Open dhil opened 3 months ago
+1 to @rossberg's previous suggestion to accomplish this using a resume
variant.
I suppose a downside of the resume_barrier
variation is that it requires placing the code on continuation (i.e. another stack), whereas the block variation allows code to run on the main stack.
Thinking ahead to shared suspendable functions, an advantage of a block-scope barrier is that it would allow a shared suspendable function to temporarily hold non-shared references inside the scope of the barrier. It could also allow shared-non-suspendable functions that hold arbitrary non-shared references to be inlined into shared-suspendable callers. This is similar to how try_table
allows callees in its scope to be inlined without issue, but an EH design that instead annotated calls with exception handlers would not permit inlining.
I've also been thinking a little more about this. If we require a "shared-only" handler/barrier only on the shared-nonsuspendable
to shared-suspendable
transition, this would allow shared-suspendable
functions to freely call shared-nonsuspendable
functions and inline the callee. If a shared-suspendable
function wants to open a block scope for transiently manipulating unshared
data, it can be allowed to just open a regular block
with a shared-nonsuspendable
function type, and unshared
data can be manipulated in the body of this block - no handler update or shared-barrier
needed! Note that opening a shared-suspendable
block in a shared-nonsuspendable
function would be disallowed, since in this scenario we're requiring a (call-level) shared-barrier
on such transitions.
I think this is consistent with a world where we don't need a block-scoped barrier
instruction. Just like barrier
could be done purely at the call level, the shared-barrier
is needed only at the call level on a shared-nonsuspendable
to shared-suspendable
transition. The other need for a shared-barrier
(manipulating unshared
data held in some TLS) can be satisfied by a regular shared-nonsuspendable
block, which is probably even more lightweight since you don't need to go around flipping any bits at runtime.
I was under the impression that the problem being addressed by some barrier was one of mixing code: in particular, being able to safely mix code generated by a stack switching aware tool with code written before the existence of stack switching.

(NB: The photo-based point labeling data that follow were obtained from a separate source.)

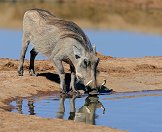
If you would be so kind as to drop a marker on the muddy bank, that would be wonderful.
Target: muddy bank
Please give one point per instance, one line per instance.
(122, 74)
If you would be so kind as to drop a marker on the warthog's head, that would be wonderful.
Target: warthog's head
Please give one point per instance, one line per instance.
(86, 65)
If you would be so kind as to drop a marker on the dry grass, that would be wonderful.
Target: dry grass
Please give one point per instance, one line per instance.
(137, 15)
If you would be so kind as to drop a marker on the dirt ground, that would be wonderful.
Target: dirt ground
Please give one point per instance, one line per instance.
(122, 74)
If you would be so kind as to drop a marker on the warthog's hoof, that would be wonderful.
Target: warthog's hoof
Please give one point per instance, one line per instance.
(32, 73)
(76, 92)
(62, 92)
(93, 92)
(20, 73)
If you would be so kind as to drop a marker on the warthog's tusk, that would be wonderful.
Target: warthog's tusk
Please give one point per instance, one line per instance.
(89, 82)
(103, 83)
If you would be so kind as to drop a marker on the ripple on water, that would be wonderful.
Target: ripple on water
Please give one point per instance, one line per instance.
(132, 111)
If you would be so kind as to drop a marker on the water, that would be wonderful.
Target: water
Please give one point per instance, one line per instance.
(112, 43)
(134, 112)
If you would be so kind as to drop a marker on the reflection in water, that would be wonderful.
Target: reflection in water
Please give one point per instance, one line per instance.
(86, 113)
(131, 111)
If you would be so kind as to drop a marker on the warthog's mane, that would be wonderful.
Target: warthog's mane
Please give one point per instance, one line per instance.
(69, 29)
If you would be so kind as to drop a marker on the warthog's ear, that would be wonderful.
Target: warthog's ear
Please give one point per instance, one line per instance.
(94, 48)
(77, 52)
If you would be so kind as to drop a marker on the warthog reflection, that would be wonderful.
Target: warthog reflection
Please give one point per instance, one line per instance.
(84, 114)
(19, 103)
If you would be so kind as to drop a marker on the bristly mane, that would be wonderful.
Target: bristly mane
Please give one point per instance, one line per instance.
(69, 29)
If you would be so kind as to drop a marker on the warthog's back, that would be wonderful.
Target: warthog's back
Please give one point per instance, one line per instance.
(46, 30)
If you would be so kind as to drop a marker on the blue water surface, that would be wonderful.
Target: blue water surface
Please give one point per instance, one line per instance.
(134, 112)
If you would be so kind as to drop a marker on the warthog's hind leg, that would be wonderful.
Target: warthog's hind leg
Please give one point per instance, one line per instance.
(73, 77)
(33, 54)
(25, 43)
(60, 69)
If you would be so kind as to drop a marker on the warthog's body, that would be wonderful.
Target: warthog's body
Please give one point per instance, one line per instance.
(59, 40)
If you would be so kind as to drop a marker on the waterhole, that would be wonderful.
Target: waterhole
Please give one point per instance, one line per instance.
(131, 111)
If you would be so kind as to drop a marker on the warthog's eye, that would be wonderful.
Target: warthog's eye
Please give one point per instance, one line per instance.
(85, 63)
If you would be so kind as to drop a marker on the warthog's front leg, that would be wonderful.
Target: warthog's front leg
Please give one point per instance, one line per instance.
(33, 54)
(25, 43)
(73, 77)
(60, 69)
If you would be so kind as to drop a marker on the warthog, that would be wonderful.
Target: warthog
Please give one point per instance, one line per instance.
(59, 40)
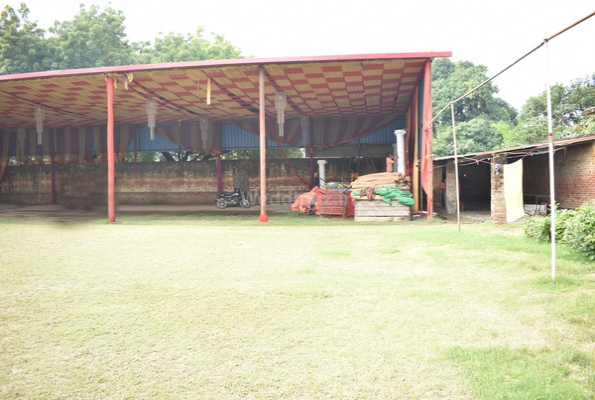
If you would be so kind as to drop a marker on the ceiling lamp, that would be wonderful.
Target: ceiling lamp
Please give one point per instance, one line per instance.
(204, 131)
(39, 117)
(151, 115)
(280, 105)
(305, 123)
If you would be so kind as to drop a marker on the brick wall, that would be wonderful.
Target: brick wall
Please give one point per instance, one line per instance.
(85, 185)
(498, 202)
(574, 175)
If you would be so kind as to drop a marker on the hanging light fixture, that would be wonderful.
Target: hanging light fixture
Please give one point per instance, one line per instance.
(151, 116)
(204, 131)
(39, 117)
(280, 105)
(21, 136)
(305, 123)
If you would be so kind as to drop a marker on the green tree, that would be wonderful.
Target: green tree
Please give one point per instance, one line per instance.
(22, 44)
(176, 47)
(482, 119)
(291, 152)
(568, 105)
(474, 136)
(93, 38)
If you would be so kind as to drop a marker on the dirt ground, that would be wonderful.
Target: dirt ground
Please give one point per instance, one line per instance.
(60, 212)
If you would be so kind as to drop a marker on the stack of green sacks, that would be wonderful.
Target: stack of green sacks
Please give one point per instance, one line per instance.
(388, 193)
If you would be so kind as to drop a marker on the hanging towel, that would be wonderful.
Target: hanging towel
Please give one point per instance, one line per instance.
(513, 191)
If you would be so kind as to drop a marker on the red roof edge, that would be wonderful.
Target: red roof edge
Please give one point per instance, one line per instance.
(224, 63)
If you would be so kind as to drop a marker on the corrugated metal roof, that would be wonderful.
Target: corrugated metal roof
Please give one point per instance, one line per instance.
(539, 147)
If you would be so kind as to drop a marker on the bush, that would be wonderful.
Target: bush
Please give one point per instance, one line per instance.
(575, 228)
(538, 227)
(580, 231)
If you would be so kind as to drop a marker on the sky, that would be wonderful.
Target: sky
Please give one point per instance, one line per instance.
(494, 33)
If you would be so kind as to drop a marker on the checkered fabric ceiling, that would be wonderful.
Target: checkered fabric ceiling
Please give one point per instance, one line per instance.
(372, 85)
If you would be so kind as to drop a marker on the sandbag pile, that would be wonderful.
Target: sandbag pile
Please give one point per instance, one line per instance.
(395, 179)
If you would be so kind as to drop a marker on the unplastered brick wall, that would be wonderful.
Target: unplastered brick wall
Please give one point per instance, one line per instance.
(85, 185)
(498, 202)
(574, 175)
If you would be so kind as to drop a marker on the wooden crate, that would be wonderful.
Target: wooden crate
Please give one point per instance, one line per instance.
(378, 210)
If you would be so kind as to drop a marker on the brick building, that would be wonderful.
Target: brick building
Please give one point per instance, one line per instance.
(481, 177)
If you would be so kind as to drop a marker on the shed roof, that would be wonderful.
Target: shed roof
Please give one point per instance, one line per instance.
(327, 86)
(522, 150)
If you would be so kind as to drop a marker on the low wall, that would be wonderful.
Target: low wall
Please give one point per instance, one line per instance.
(175, 183)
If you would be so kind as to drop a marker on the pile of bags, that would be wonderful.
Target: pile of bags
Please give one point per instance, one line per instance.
(384, 186)
(395, 179)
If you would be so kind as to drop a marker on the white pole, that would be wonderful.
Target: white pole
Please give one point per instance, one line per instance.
(400, 164)
(550, 136)
(456, 161)
(321, 172)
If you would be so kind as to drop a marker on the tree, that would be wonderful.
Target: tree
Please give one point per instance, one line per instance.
(176, 47)
(568, 105)
(22, 44)
(291, 152)
(481, 118)
(93, 38)
(469, 139)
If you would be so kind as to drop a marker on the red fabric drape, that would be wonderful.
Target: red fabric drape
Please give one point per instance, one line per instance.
(72, 144)
(6, 147)
(427, 177)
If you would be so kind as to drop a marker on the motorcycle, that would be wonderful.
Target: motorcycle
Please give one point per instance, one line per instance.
(233, 199)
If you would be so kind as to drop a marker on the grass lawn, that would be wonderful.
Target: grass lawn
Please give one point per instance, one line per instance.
(299, 308)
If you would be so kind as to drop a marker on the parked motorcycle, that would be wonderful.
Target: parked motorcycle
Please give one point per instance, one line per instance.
(238, 197)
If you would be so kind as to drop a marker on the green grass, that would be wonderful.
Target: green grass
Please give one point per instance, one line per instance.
(211, 307)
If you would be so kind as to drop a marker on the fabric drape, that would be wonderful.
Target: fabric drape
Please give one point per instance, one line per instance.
(513, 190)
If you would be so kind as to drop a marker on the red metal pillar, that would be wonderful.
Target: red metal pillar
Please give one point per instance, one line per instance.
(53, 177)
(111, 208)
(219, 173)
(53, 168)
(263, 172)
(427, 164)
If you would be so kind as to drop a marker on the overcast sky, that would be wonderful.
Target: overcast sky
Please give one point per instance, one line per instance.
(494, 33)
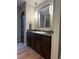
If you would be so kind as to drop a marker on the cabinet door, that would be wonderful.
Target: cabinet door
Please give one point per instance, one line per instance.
(45, 47)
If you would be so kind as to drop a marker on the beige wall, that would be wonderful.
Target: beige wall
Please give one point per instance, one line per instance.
(30, 16)
(45, 3)
(56, 27)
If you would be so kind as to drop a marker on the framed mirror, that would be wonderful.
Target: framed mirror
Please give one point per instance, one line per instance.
(44, 17)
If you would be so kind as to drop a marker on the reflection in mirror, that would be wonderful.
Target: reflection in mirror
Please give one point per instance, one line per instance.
(44, 17)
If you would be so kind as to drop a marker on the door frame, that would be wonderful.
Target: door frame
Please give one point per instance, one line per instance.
(24, 9)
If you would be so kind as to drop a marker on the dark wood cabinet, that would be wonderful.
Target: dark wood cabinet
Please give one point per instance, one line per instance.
(40, 43)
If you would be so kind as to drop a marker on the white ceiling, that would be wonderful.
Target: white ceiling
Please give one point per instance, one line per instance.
(32, 2)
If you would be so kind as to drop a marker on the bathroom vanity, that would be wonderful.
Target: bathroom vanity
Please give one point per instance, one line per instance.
(40, 42)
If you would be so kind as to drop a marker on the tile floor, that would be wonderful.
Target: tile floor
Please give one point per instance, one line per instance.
(27, 53)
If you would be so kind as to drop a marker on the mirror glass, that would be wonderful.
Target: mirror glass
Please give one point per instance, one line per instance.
(44, 17)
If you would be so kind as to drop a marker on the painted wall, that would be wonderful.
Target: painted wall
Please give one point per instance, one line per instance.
(18, 25)
(56, 27)
(45, 3)
(30, 16)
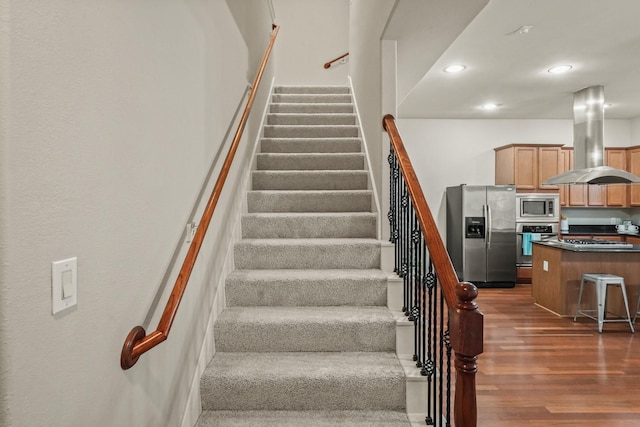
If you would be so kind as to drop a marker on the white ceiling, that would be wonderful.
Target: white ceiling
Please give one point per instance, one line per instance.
(600, 38)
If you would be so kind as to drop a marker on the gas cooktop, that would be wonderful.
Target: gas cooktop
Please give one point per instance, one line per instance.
(596, 243)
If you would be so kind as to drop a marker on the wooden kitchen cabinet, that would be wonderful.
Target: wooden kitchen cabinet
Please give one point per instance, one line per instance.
(617, 194)
(527, 166)
(575, 195)
(633, 166)
(634, 240)
(611, 195)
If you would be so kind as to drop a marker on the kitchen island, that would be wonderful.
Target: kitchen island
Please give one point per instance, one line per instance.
(558, 268)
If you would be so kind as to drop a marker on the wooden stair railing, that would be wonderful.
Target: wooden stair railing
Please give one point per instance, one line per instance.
(138, 342)
(465, 321)
(330, 63)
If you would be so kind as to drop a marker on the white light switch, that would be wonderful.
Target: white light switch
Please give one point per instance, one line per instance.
(64, 284)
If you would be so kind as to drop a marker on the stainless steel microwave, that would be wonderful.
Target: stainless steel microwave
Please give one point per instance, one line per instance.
(532, 206)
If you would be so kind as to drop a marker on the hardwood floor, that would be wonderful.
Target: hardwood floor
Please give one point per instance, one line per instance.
(539, 369)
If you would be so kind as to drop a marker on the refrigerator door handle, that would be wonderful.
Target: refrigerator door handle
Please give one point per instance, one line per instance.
(489, 225)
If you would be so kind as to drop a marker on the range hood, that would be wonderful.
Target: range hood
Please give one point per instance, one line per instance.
(588, 144)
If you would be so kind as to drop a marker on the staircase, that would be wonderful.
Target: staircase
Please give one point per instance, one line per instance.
(306, 338)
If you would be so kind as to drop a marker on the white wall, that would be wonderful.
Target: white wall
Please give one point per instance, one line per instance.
(368, 18)
(451, 152)
(311, 33)
(635, 131)
(110, 114)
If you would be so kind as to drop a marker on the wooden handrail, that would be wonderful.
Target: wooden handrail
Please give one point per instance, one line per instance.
(138, 342)
(465, 319)
(330, 63)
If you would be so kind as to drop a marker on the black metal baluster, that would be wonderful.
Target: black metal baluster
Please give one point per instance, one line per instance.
(429, 364)
(423, 301)
(447, 343)
(441, 360)
(415, 308)
(405, 250)
(419, 333)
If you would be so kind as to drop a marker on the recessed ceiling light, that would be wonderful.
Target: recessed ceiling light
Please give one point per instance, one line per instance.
(454, 68)
(489, 106)
(559, 69)
(524, 29)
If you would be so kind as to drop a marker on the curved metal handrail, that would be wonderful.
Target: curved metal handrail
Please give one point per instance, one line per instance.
(138, 342)
(465, 319)
(330, 63)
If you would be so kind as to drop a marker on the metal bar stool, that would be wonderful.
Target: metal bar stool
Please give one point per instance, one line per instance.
(602, 282)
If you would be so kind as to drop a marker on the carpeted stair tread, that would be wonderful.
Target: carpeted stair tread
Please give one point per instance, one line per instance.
(309, 225)
(299, 119)
(310, 131)
(309, 201)
(303, 381)
(242, 329)
(303, 418)
(311, 145)
(323, 98)
(310, 180)
(311, 108)
(253, 254)
(301, 89)
(306, 288)
(310, 161)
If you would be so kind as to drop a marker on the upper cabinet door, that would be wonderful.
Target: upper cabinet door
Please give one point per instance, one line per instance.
(528, 165)
(550, 163)
(617, 194)
(633, 166)
(526, 171)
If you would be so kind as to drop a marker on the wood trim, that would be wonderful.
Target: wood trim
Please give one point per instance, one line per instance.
(465, 319)
(330, 63)
(138, 342)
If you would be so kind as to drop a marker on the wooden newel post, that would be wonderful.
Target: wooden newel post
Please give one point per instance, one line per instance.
(466, 328)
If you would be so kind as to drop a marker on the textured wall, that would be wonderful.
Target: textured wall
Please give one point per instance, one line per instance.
(312, 32)
(367, 22)
(115, 111)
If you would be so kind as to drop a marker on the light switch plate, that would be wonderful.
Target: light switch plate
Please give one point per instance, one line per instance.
(64, 284)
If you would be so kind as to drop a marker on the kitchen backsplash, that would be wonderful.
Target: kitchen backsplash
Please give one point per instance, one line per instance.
(601, 216)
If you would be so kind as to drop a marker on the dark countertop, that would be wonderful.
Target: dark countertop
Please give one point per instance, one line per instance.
(586, 248)
(594, 230)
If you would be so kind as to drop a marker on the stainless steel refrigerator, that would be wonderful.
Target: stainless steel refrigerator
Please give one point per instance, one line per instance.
(481, 234)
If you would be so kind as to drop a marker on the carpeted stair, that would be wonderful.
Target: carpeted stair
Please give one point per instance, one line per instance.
(306, 338)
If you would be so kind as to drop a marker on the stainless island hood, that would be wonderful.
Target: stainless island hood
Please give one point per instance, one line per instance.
(588, 144)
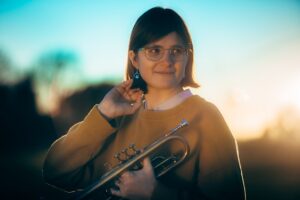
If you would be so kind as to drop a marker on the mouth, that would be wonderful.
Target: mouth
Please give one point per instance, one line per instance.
(164, 72)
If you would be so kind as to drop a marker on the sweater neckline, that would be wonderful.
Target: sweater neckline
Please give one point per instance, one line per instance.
(157, 115)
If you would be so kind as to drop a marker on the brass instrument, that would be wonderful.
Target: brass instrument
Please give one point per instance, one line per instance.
(161, 165)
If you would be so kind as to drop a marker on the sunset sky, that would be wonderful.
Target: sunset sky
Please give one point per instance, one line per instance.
(247, 53)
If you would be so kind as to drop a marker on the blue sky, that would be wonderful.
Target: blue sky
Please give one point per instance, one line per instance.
(242, 48)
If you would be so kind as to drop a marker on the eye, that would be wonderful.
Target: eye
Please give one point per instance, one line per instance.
(178, 51)
(153, 50)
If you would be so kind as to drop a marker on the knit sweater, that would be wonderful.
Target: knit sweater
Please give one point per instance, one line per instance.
(211, 170)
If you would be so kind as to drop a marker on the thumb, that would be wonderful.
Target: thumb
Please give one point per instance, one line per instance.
(147, 165)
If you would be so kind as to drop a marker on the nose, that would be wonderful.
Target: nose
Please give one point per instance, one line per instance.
(167, 57)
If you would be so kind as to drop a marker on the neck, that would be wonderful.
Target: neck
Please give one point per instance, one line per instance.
(155, 97)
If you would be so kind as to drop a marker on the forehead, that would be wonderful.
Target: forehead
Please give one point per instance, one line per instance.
(172, 39)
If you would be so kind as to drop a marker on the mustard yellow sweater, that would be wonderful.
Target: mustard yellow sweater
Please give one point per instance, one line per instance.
(211, 171)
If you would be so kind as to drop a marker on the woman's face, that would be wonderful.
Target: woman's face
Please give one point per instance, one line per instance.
(166, 72)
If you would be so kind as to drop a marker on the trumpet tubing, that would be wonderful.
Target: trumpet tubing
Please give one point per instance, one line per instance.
(161, 164)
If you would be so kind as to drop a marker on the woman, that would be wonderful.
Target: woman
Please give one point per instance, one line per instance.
(160, 57)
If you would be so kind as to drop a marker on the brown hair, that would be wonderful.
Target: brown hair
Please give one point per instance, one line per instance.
(155, 24)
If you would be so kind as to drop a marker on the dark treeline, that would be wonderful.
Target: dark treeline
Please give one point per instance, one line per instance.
(271, 167)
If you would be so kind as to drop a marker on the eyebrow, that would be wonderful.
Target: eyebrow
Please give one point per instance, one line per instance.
(159, 46)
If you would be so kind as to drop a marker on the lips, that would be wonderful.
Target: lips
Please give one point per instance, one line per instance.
(164, 72)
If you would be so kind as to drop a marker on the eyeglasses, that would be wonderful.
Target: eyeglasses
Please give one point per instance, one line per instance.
(155, 53)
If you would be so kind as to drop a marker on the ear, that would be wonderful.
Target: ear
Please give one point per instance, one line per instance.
(133, 59)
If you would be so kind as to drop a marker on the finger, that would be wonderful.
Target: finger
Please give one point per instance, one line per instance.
(147, 164)
(118, 183)
(116, 192)
(122, 87)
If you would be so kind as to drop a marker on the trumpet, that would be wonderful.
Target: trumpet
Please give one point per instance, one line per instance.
(161, 165)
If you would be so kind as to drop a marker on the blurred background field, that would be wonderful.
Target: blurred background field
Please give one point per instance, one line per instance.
(59, 58)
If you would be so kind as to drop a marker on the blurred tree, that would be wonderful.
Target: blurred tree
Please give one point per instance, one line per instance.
(8, 72)
(56, 73)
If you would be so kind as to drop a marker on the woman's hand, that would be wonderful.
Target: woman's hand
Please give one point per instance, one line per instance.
(136, 185)
(121, 100)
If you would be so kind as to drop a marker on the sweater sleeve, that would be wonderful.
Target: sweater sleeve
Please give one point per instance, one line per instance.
(66, 163)
(220, 175)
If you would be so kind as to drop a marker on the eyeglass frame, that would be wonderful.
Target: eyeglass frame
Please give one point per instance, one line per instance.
(186, 53)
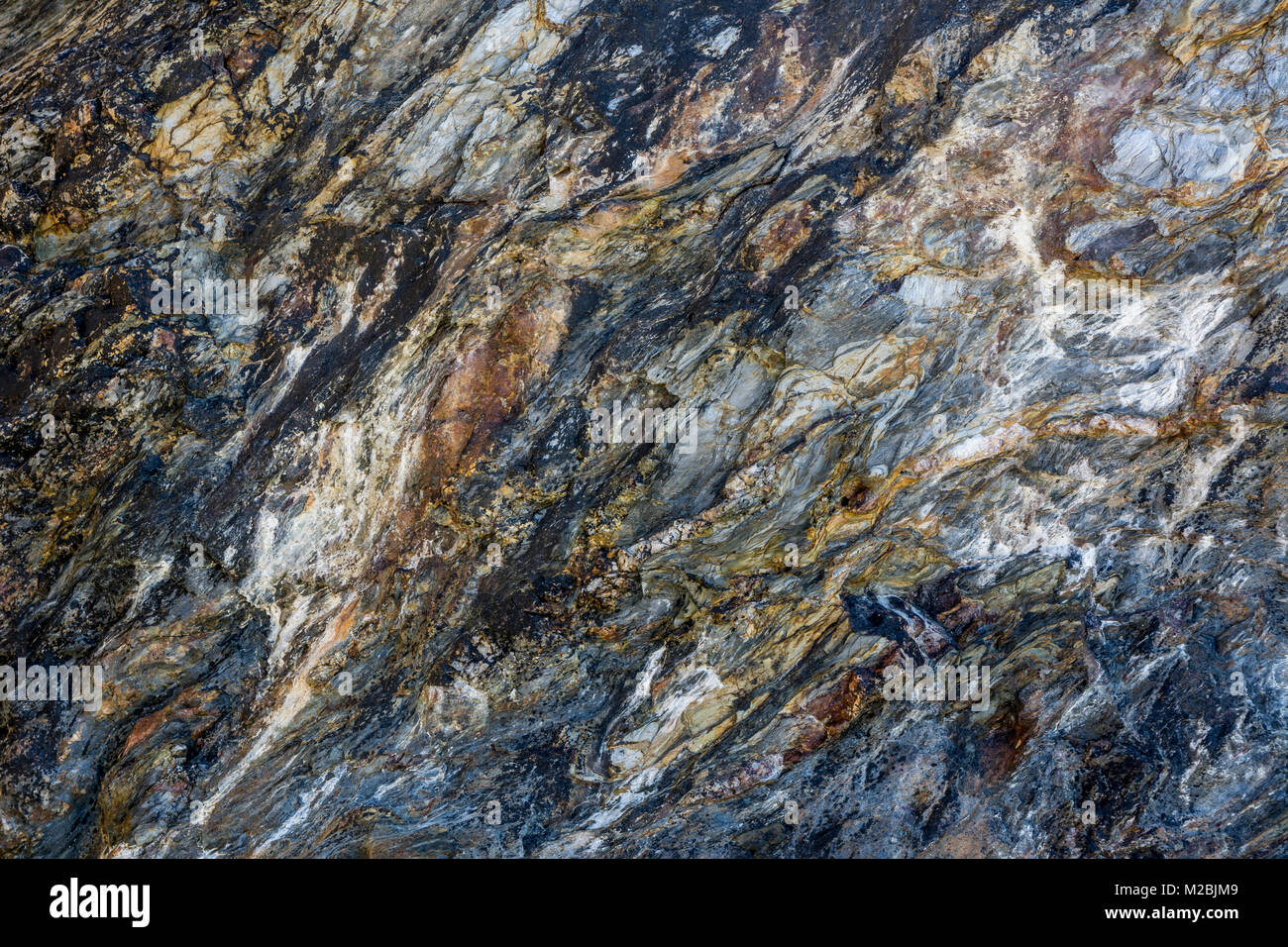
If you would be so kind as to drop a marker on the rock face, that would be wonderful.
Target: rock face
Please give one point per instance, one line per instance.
(330, 329)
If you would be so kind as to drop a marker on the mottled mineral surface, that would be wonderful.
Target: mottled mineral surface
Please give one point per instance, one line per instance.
(613, 428)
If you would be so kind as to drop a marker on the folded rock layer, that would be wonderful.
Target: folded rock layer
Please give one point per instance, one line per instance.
(572, 427)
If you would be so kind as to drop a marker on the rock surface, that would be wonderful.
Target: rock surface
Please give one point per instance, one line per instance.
(362, 582)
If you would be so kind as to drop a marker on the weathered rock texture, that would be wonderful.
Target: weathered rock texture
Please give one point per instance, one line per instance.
(360, 579)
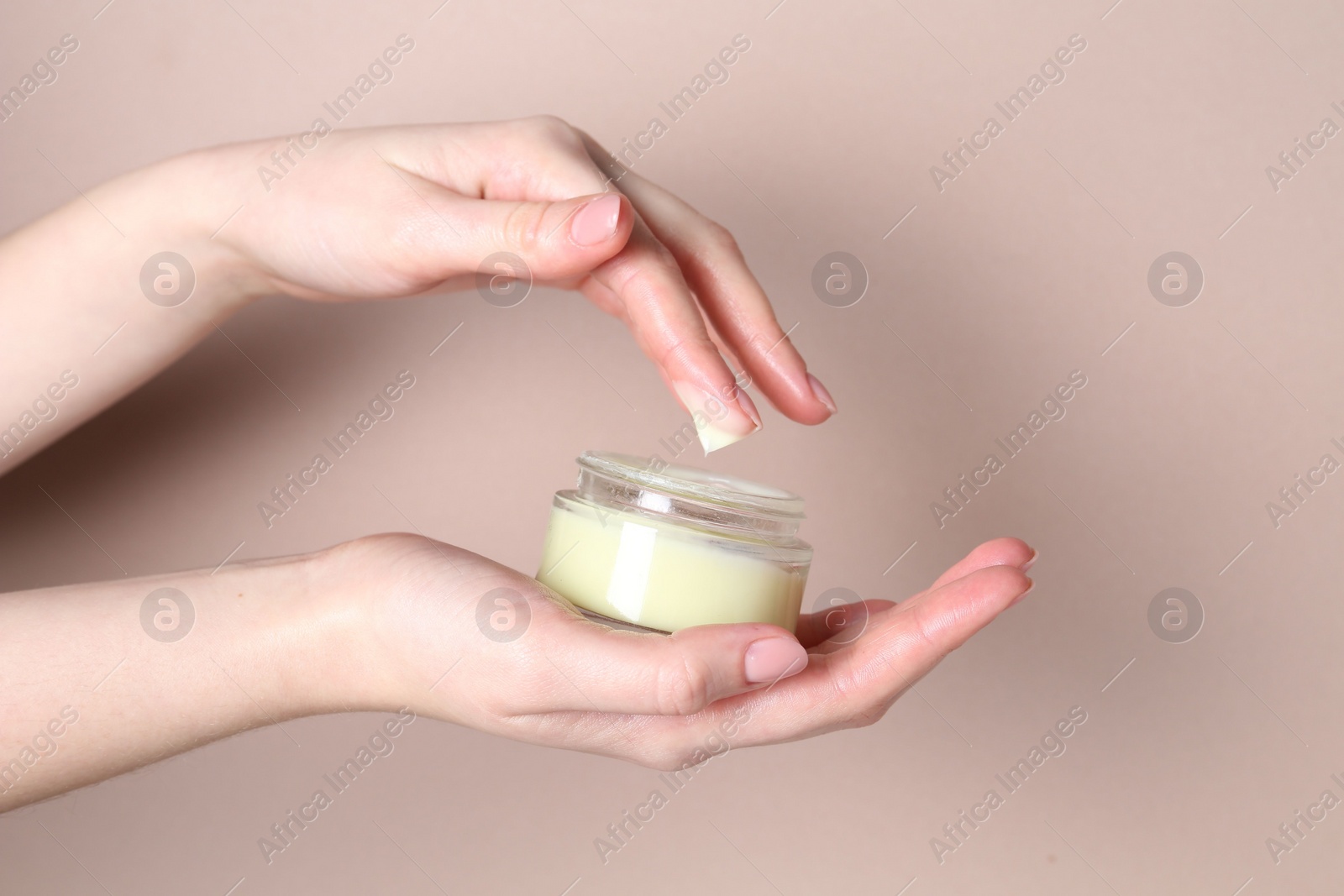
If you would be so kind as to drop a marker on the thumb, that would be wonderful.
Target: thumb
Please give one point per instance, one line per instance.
(555, 239)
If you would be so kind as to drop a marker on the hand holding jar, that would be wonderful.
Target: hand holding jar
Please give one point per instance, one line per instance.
(394, 621)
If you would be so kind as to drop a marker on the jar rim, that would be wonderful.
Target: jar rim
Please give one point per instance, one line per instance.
(718, 490)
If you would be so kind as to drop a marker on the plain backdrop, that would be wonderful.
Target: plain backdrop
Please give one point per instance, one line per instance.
(984, 293)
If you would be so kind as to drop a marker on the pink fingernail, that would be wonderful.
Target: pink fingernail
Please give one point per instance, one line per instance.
(774, 658)
(823, 396)
(596, 222)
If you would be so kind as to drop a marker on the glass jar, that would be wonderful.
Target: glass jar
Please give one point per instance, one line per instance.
(667, 547)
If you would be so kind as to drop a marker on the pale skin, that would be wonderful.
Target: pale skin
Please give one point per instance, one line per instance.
(374, 624)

Yes, for a plain barrier that has nothing to do with multithreading, that's definitely the primary use case. We're thinking ahead to the multithreaded stack switching use case because in that setting, preventing frames that contain unshared references from being suspended as a shared continuation becomes important for correctness as well, and it would be nice if we could use a similar mechanism in both cases.
Opinion: a barrier instruction (whether its a block instruction or a special resume handler) has a architectural deficiency from the perspective of this use case. The issue is that it requires a code that uses stack switching (the using module) to be aware of accessing modules that are not aware of stack switching (the vulnerable module) but need protection. This 'works' but is not fully reliable. In particular, in the situation where the vulnerable module is actually upgraded, this will require the using module to also be upgraded.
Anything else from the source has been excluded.